グリフォンは体勢を立て直すやいなや、黒い羽根の弾丸を飛ばし、鍵爪のついた足でこちらに襲い掛かってくる。
俺は魔力を纏い一直線に弾丸を掻い潜ると鍵爪を目の前にして一息入れる。
「──その程度か」
更に一歩踏み込み前進しつつ、鍵爪、翼、そして首へと右手を三度振る。
怪鳥の単調な攻撃は俺の体をかすりもせずに一方的に剣劇が奔る。その際、剣からの手ごたえは全く感じなかった。
魔力障壁が強力だった反動か、物理耐性は紙装甲だったようだ。
かつて魔獣だった黒い塊の脇を抜け、舞い上がった黒い羽根が視界を遮る中、それを突き抜け駆け抜ける。
視界に広がるのは大量の黒い魔力に包み見込まれそうになっている二つの魔力。
「〇─●─〇─◎◎──〇─◎〇──」
本日二度目の純粋詠唱魔術の使用は俺の魔力の大半を持っていく。
しかし、それは最初から想定していた事だし、何よりこれで全てが終わる。
「ライトニング──」
『よくやった!!』
トリガーワードを口にしようとした時、ふいにあの頃のミレーヌさんの声が脳裏に響いた。

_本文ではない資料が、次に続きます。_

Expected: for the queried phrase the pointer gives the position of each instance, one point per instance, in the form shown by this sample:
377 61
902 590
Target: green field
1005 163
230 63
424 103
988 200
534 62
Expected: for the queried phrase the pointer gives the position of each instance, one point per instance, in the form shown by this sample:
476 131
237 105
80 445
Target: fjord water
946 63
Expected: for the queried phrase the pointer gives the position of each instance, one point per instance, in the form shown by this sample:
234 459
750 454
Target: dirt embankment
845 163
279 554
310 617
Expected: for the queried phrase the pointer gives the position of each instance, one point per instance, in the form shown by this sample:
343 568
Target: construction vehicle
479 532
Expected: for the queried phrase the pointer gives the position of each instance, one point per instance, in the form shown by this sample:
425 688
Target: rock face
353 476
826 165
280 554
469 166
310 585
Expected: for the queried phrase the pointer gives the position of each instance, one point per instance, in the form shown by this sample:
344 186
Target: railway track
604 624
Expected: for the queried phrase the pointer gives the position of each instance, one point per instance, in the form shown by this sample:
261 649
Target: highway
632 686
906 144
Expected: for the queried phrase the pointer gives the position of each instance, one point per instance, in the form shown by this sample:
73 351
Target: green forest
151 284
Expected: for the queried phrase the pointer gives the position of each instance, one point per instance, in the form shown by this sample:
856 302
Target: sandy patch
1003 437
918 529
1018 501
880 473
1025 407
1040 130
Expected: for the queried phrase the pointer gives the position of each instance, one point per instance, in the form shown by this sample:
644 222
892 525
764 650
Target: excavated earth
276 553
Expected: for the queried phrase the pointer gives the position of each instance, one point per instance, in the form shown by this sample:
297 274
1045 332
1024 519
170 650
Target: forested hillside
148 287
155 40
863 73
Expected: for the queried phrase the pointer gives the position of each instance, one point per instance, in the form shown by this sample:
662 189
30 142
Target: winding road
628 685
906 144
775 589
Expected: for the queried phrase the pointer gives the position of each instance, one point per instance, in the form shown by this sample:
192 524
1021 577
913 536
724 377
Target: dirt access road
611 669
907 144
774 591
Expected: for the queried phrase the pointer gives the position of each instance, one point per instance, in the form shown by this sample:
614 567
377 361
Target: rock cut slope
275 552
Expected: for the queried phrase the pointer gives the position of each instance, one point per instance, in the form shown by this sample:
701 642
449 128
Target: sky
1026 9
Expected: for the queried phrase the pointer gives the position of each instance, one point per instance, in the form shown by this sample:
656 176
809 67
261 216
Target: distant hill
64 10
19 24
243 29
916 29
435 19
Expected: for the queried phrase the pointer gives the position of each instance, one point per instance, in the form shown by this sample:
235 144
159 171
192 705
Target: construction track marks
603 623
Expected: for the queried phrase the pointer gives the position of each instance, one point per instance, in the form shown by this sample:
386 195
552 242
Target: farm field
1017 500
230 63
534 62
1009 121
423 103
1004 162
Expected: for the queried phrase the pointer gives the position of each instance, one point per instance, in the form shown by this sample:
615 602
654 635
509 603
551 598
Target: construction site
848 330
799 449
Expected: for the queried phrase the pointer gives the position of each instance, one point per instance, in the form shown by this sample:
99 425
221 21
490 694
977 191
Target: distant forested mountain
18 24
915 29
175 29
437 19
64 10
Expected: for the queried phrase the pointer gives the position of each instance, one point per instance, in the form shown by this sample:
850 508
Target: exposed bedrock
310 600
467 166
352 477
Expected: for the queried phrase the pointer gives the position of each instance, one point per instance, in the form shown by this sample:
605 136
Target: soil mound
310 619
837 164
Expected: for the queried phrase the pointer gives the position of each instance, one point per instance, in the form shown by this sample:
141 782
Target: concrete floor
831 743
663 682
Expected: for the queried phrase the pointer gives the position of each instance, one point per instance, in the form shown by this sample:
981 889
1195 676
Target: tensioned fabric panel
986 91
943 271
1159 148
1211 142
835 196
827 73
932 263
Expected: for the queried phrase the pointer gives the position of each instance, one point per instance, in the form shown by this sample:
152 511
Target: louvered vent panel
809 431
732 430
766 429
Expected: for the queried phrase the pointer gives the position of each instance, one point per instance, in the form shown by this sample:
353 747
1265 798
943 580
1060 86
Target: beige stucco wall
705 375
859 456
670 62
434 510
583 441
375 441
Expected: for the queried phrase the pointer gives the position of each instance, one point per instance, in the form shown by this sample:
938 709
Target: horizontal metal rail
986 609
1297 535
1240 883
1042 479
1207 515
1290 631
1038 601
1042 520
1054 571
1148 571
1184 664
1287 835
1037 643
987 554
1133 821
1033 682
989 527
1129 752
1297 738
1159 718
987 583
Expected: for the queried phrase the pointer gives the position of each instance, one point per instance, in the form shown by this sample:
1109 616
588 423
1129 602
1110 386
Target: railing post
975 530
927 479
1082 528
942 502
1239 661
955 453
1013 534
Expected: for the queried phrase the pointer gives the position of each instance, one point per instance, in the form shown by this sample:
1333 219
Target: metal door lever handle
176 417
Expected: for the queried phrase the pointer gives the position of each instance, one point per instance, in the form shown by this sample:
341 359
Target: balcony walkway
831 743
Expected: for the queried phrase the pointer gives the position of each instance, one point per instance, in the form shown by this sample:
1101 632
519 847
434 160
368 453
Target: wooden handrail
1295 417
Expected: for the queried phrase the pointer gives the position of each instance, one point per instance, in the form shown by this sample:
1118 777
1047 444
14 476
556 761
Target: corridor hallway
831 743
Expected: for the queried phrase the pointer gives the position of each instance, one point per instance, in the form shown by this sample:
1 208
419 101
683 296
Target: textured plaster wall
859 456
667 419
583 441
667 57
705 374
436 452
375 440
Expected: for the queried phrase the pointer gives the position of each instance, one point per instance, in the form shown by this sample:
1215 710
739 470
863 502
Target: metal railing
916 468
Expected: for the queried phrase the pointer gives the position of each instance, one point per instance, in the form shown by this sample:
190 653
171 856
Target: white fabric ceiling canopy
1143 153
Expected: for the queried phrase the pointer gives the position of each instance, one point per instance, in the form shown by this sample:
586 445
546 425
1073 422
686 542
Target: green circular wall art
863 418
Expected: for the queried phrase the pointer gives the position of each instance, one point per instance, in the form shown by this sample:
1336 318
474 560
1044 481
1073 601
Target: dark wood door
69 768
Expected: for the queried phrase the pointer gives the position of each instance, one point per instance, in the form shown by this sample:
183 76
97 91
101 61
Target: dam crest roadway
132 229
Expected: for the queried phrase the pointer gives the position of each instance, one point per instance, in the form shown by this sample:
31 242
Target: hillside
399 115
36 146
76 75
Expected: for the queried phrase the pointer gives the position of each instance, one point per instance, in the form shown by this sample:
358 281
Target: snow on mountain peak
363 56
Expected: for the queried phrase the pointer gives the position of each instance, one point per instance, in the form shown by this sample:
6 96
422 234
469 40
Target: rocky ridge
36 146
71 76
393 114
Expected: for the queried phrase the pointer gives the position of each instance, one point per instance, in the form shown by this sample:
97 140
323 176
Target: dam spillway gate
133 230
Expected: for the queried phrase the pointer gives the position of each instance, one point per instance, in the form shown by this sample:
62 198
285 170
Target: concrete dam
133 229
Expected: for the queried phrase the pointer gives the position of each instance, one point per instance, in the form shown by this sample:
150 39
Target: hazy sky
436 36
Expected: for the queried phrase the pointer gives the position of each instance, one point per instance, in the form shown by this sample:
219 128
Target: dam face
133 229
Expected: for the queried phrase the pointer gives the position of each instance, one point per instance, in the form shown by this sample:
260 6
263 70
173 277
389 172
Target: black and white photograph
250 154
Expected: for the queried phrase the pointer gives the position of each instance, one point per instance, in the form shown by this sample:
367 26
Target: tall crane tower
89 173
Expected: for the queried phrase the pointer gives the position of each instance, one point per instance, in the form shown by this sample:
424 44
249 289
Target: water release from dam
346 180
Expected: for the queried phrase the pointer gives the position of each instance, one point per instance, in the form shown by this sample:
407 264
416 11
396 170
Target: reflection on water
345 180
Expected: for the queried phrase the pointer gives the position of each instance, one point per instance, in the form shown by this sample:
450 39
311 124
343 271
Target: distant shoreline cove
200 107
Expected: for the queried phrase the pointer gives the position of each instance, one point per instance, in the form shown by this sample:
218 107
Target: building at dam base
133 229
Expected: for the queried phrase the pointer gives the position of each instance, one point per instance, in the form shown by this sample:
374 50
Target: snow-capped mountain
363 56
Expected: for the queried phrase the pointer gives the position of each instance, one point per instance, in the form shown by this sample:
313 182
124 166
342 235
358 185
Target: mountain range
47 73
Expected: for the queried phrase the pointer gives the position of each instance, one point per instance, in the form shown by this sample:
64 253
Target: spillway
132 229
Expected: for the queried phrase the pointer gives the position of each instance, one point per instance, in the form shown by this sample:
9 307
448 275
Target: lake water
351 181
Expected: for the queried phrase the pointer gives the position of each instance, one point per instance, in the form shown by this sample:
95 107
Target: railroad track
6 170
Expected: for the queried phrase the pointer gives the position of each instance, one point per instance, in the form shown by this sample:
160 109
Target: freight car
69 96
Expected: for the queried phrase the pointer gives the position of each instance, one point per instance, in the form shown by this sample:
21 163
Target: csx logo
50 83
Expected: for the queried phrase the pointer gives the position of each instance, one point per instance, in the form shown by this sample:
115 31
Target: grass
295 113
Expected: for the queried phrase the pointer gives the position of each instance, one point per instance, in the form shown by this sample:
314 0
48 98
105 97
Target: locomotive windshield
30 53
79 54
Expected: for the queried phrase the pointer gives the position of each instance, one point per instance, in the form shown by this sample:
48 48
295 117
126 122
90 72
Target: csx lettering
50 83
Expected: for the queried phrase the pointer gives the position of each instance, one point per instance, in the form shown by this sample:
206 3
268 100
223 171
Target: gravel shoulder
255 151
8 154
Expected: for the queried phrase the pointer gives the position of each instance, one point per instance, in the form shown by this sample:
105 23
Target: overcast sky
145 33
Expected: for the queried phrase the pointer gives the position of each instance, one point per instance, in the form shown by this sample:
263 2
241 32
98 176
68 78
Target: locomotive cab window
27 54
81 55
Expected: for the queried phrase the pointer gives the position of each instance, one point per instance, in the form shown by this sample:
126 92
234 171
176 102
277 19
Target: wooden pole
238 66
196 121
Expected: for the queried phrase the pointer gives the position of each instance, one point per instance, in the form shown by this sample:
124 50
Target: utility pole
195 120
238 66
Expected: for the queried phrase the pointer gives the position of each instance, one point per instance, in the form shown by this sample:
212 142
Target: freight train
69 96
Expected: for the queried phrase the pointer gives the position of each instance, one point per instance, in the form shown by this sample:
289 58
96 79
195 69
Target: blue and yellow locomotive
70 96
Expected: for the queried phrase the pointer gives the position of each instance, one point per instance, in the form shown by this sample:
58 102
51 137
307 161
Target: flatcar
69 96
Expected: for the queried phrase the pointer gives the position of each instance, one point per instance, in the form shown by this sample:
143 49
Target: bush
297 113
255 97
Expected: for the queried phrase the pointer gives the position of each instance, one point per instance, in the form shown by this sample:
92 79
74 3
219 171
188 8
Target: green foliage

『私の術にそっくりじゃないか。模倣だけじゃなく、自分だけの個人魔法でも同じような効果になるとはな。よし、褒美に私がこの術に名前を付けてやろうじゃないか。この術の名は──』
「──白の衝撃!!」
トリガーワードに反応し、無数の白い稲妻が対象に向かって無慈悲に降り注ぐ。
直撃を受けた黒い魔力は霧散、消滅し、辺りは白い光に包まれた。